2.      Curah hujan, makin besar/banyak curah hujan di suatu wilayah laut maka salinitas air laut itu akan rendah dan sebaliknya makin sedikit/kecil curah hujan yang turun salinitas akan tinggi.
Air laut secara alami merupakan air saline dengan kandungan garam sekitar 3,5%. Beberapa danau garam di daratan dan beberapa lautan memiliki kadar garam lebih tinggi dari air laut umumnya. Zat terlarut meliputi garam-garam anorganik, senyawa-senyawa organik yang berasal dari organisme hidup, dan gas-gas yang terlarut.
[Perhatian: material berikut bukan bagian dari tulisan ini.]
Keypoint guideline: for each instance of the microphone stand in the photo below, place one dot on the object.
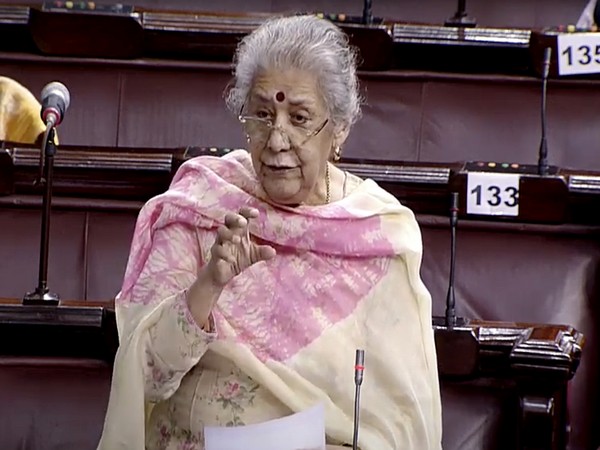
(461, 18)
(543, 152)
(451, 320)
(367, 12)
(41, 295)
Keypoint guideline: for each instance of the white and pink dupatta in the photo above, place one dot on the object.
(346, 276)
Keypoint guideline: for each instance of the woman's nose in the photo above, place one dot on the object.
(278, 139)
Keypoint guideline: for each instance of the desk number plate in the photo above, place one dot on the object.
(493, 194)
(578, 53)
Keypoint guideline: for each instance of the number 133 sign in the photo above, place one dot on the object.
(493, 194)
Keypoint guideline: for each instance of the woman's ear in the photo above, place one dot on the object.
(340, 134)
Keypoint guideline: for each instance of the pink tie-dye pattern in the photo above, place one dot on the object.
(327, 259)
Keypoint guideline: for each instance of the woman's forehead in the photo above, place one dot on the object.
(291, 87)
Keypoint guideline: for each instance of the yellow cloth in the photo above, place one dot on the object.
(20, 119)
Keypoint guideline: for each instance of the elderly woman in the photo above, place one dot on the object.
(254, 278)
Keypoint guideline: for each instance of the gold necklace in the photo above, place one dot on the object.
(328, 183)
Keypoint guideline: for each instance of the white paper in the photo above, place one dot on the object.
(301, 431)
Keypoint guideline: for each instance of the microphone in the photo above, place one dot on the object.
(359, 368)
(368, 12)
(451, 320)
(460, 17)
(55, 102)
(543, 153)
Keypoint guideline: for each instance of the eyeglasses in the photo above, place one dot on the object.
(260, 129)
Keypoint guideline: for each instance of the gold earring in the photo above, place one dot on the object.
(337, 154)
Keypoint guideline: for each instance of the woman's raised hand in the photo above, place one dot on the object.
(233, 251)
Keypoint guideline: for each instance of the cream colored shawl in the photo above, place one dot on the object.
(346, 276)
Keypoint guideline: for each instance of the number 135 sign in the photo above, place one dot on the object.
(578, 53)
(493, 194)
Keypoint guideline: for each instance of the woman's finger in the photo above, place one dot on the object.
(221, 253)
(236, 222)
(224, 234)
(248, 212)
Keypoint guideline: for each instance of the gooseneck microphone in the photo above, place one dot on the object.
(55, 100)
(359, 369)
(367, 12)
(543, 153)
(450, 297)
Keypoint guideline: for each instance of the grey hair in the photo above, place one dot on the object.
(306, 43)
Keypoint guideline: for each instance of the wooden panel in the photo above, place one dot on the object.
(19, 252)
(109, 241)
(166, 108)
(499, 120)
(391, 114)
(93, 115)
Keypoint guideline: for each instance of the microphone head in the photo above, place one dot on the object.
(55, 101)
(58, 89)
(360, 358)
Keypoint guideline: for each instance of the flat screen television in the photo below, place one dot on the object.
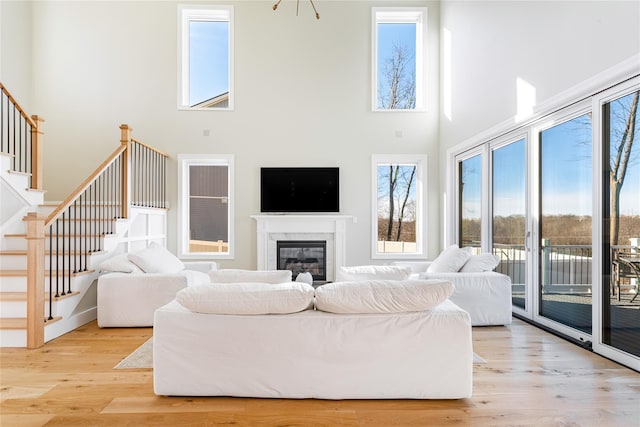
(301, 189)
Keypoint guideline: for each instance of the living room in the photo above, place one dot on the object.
(302, 91)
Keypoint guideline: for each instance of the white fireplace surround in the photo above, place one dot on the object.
(280, 227)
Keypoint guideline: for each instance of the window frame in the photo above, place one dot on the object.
(418, 16)
(421, 201)
(184, 162)
(186, 14)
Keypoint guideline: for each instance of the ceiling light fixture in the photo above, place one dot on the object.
(275, 6)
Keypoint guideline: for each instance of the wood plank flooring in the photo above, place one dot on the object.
(531, 378)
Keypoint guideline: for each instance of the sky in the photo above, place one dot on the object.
(209, 63)
(402, 34)
(566, 153)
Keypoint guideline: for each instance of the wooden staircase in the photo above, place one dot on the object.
(50, 252)
(13, 267)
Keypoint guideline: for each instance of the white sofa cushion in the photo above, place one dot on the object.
(450, 260)
(481, 262)
(118, 264)
(382, 296)
(240, 276)
(156, 259)
(367, 272)
(247, 298)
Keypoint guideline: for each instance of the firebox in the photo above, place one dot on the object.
(301, 256)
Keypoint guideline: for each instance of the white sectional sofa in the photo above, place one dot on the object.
(485, 295)
(136, 284)
(130, 299)
(379, 346)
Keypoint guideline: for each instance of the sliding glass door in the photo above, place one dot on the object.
(565, 223)
(621, 223)
(558, 201)
(509, 216)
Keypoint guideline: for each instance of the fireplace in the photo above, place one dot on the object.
(302, 256)
(331, 229)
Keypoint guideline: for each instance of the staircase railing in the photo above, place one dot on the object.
(21, 137)
(133, 175)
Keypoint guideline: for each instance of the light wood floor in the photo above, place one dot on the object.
(531, 378)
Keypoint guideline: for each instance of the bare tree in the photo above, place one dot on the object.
(404, 202)
(399, 88)
(620, 158)
(400, 180)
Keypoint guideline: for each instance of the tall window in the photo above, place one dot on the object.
(206, 57)
(397, 215)
(206, 206)
(470, 193)
(398, 44)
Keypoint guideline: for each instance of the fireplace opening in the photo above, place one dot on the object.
(302, 256)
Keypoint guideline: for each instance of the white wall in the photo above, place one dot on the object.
(302, 98)
(15, 48)
(552, 45)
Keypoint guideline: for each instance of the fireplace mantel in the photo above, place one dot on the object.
(290, 226)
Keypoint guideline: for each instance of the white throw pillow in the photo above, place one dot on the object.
(382, 296)
(239, 276)
(482, 262)
(415, 266)
(367, 272)
(156, 259)
(119, 264)
(449, 261)
(247, 298)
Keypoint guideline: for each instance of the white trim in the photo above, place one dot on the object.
(598, 345)
(417, 15)
(610, 77)
(184, 161)
(421, 199)
(186, 13)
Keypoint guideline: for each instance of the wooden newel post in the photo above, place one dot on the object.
(36, 154)
(125, 179)
(35, 279)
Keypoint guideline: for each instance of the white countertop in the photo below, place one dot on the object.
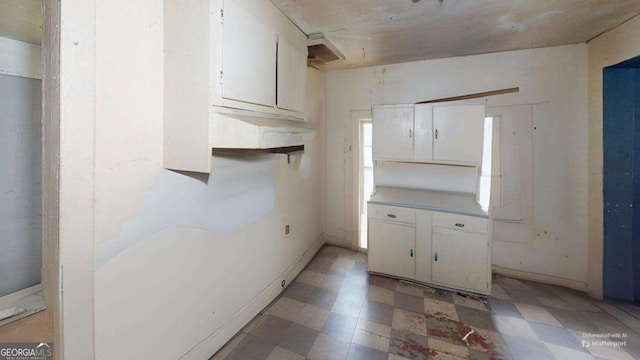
(456, 203)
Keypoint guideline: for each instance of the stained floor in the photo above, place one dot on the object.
(334, 310)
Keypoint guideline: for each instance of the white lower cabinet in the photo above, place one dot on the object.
(443, 249)
(460, 259)
(393, 249)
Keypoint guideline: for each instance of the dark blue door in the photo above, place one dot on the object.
(621, 142)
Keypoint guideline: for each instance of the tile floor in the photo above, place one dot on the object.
(334, 310)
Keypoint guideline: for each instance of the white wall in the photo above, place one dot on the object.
(178, 255)
(553, 81)
(610, 48)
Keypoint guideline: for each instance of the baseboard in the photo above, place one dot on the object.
(337, 241)
(11, 299)
(547, 279)
(209, 346)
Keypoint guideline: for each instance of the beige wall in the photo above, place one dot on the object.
(160, 264)
(610, 48)
(552, 81)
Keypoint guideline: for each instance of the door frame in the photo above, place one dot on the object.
(352, 178)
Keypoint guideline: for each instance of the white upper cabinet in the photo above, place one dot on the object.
(450, 134)
(292, 74)
(393, 132)
(249, 57)
(243, 56)
(458, 133)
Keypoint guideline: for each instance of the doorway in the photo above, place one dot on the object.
(365, 178)
(20, 180)
(621, 180)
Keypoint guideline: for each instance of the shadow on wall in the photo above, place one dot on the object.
(238, 192)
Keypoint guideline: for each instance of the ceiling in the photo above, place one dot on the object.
(21, 20)
(376, 32)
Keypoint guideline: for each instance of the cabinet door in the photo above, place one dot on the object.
(460, 260)
(393, 132)
(458, 132)
(423, 246)
(392, 248)
(248, 57)
(423, 142)
(292, 75)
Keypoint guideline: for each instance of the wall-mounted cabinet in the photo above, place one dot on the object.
(234, 54)
(430, 133)
(443, 249)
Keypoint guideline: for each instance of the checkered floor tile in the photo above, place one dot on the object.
(335, 310)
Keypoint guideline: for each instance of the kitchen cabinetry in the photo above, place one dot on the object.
(249, 57)
(451, 134)
(218, 55)
(393, 132)
(460, 248)
(442, 249)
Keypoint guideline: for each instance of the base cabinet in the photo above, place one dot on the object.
(392, 248)
(442, 249)
(461, 259)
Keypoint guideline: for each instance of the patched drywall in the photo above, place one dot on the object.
(610, 48)
(178, 255)
(553, 82)
(20, 205)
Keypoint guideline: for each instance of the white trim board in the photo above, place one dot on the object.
(546, 279)
(11, 299)
(243, 316)
(18, 58)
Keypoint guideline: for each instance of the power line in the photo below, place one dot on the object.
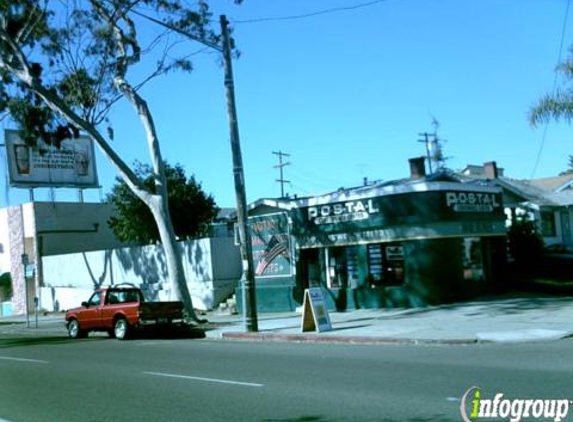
(281, 165)
(311, 14)
(544, 134)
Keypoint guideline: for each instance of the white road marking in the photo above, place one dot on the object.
(22, 360)
(152, 343)
(216, 380)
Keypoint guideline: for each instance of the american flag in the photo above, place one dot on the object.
(278, 245)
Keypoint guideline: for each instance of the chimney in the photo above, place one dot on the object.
(490, 170)
(417, 167)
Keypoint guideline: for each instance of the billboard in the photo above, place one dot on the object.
(71, 165)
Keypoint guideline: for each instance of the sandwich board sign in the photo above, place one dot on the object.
(315, 313)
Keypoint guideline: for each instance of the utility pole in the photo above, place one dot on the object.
(281, 165)
(427, 141)
(248, 276)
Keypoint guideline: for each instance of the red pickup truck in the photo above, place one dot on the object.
(120, 311)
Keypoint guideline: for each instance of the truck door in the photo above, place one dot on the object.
(90, 316)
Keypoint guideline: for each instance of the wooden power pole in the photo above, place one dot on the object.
(248, 276)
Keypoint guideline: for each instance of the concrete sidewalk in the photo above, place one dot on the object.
(515, 319)
(510, 319)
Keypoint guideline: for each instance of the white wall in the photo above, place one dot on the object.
(69, 279)
(4, 242)
(67, 227)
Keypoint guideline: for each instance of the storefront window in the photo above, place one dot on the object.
(473, 259)
(386, 264)
(548, 224)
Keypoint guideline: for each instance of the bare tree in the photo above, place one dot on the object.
(63, 65)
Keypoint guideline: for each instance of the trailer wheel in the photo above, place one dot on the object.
(121, 329)
(74, 329)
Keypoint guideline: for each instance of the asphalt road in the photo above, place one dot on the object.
(99, 379)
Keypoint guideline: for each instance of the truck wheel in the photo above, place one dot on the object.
(121, 329)
(74, 330)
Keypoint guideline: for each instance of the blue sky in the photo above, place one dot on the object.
(347, 93)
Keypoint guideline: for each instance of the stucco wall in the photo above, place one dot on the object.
(69, 279)
(64, 227)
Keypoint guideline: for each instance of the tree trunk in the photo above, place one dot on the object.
(172, 252)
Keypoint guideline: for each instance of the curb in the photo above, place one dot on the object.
(314, 338)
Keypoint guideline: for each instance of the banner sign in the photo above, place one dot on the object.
(71, 165)
(271, 246)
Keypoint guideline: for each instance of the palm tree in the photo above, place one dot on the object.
(559, 104)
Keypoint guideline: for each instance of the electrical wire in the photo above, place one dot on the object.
(311, 14)
(544, 134)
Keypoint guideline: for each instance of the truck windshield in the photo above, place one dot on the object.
(124, 296)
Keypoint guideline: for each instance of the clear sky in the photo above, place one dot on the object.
(347, 93)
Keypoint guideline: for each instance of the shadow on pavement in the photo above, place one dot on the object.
(495, 306)
(436, 418)
(34, 341)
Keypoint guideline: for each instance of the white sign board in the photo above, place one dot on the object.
(71, 165)
(315, 312)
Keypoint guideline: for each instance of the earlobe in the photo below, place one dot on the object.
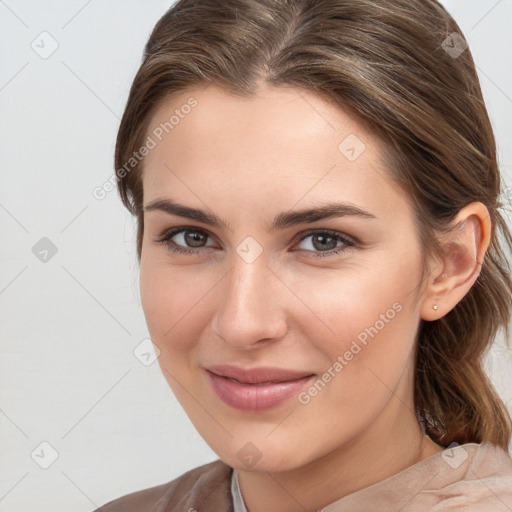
(464, 248)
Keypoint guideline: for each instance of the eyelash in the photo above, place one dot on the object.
(347, 241)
Garam-garaman utama yang terdapat dalam air laut adalah klorida (55,04%), natrium (30,61%), sulfat (7,68%), magnesium (3.69%), kalsium (1,16%), kalium (1,10%) dan sisanya (kurang dari 1%) teridiri dari bikarbonat, bromida, asam borak, strontium dan florida. Tiga sumber utama dari garam-garaman di laut adalah pelapukan batuan di darat, gas-gas vulkanik dan sirkulasi lubang-lubang hidrotermal (hydrothermal vents) di laut dalam. Keberadaan garam-garaman mempengaruhi sifat fisis air laut (seperti: densitas, kompresibilitas, titik beku, dan temperatur dimana densitas menjadi maksimum) beberapa tingkat, tetapi tidak menentukannya. Beberapa sifat (viskositas, daya serap cahaya) tidak terpengaruh secara signifikan oleh salinitas. Dua sifat yang sangat ditentukan oleh jumlah garam di laut (salinitas) adalah daya hantar listrik (konduktivitas) dan tekanan osmosis.
Kandungan garam mempunyai pengaruh pada sifat-sifat air laut. Karena mengandung garam, titik beku air laut menjadi lebih rendah daripada 0 0C (air laut yang bersalinitas 35 %o titik bekunya -1,9 0C), sementara kerapatannya meningkat sampai titik beku (kerapatan maksimum air murni terjadi pada suhu 4 0C). Sifat ini sangat penting sebagai penggerak pertukaran massa air panas dan dingin, memungkinkan air permukaan yang dingin terbentuk dan tenggelam ke dasar sementara air dengan suhu yang lebih hangat akan terangkat ke atas. Sedangkan titik beku dibawah 00 C memungkinkan kolom air laut tidak membeku. Sifat air laut yang dipengaruhi langsung oleh salinitas adalah konduktivitas dan tekanan osmosis.
Pada dasarnya, alam kita selalu bergerak menuju titik keseimbangannya (ekuilibrium). Selama manusia masih tetap berkontribusi terhadap peningkatan konsentrasi gas rumah kaca (anthropogenic contribution), sehingga memicu pemanasan global, maka suhu global juga akan bergerak menuju titik keseimbangannya. Sirkulasi termohaline sebagai salah satu komponen sistem alam yang mempengaruhi iklim bumi juga akan mengalami perubahan, baik kekuatan maupun kestabilannya, sampai pada ambang batasnya.